ConsistEdit: Highly Consistent and Precise Training-free Visual Editing

Recent advances in training-free attention control methods have enabled flexible and efficient text-guided editing capabilities for existing generation models. However, current approaches struggle to simultaneously deliver strong editing strength while preserving consistency with the source. This limitation becomes particularly critical in multi-round and video editing, where visual errors can accumulate over time. Moreover, most existing methods enforce global consistency, which limits their ability to modify individual attributes such as texture while preserving others, thereby hindering fine-grained editing. Recently, the architectural shift from U-Net to MM-DiT has brought significant improvements in generative performance and introduced a novel mechanism for integrating text and vision modalities. These advancements pave the way for overcoming challenges that previous methods failed to resolve. Through an in-depth analysis of MM-DiT, we identify three key insights into its attention mechanisms. Building on these, we propose ConsistEdit, a novel attention control method specifically tailored for MM-DiT. ConsistEdit incorporates vision-only attention control, mask-guided pre-attention fusion, and differentiated manipulation of the query, key, and value tokens to produce consistent, prompt-aligned edits. Extensive experiments demonstrate that ConsistEdit achieves state-of-the-art performance across a wide range of image and video editing tasks, including both structure-consistent and structure-inconsistent scenarios. Unlike prior methods, it is the first approach to perform editing across all inference steps and attention layers without handcraft, significantly enhancing reliability and consistency, which enables robust multi-round and multi-region editing. Furthermore, it supports progressive adjustment of structural consistency, enabling finer control.

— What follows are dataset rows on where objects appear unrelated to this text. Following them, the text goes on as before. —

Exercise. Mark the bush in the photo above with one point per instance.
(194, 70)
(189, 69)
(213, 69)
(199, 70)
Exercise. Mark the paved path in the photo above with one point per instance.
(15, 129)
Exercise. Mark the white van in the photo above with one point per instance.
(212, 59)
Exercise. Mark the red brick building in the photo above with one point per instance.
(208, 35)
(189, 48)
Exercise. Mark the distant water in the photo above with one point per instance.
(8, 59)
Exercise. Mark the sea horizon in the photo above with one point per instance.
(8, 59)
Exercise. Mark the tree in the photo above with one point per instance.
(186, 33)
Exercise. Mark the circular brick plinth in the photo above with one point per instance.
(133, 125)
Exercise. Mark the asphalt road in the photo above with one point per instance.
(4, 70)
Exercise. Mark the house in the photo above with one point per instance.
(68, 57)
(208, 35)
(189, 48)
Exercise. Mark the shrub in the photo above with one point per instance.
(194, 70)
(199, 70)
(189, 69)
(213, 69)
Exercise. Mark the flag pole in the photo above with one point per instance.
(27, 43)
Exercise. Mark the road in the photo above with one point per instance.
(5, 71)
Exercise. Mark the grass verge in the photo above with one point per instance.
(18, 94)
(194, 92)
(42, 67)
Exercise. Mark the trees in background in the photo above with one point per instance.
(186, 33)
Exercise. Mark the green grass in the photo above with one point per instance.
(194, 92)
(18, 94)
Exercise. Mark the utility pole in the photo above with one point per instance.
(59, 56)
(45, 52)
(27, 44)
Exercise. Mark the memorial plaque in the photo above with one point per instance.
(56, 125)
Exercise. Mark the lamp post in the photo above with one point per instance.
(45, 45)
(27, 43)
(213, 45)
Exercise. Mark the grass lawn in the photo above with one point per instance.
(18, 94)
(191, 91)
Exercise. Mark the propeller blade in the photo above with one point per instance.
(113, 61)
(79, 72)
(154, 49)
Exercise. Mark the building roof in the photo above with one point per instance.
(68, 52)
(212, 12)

翻译：近年来，无训练注意力控制方法的进展为现有生成模型提供了灵活高效的文本引导编辑能力。然而，当前方法难以在保持编辑强度的同时维持与源图像的一致性。这一局限在多轮编辑和视频编辑中尤为关键，视觉误差会随时间累积。此外，现有方法多强制全局一致性，限制了在保持其他属性的同时修改特定属性（如纹理）的能力，从而阻碍了细粒度编辑。近期，从U-Net到MM-DiT的架构转变显著提升了生成性能，并引入了文本与视觉模态融合的新机制。这些进展为克服先前方法未能解决的挑战铺平了道路。通过对MM-DiT的深入分析，我们揭示了其注意力机制的三项关键特性。基于此，我们提出ConsistEdit——一种专为MM-DiT设计的创新注意力控制方法。ConsistEdit融合了纯视觉注意力控制、掩码引导的预注意力融合，以及对查询、键、值令牌的差异化操作，以生成一致且符合提示的编辑结果。大量实验表明，ConsistEdit在包括结构一致与结构不一致场景在内的广泛图像与视频编辑任务中均达到最先进性能。与先前方法不同，该方法首次实现了在所有推理步骤和注意力层中进行无需手工设计的编辑，显著提升了可靠性与一致性，从而支持稳健的多轮及多区域编辑。此外，该方法支持结构一致性的渐进式调整，实现了更精细的控制。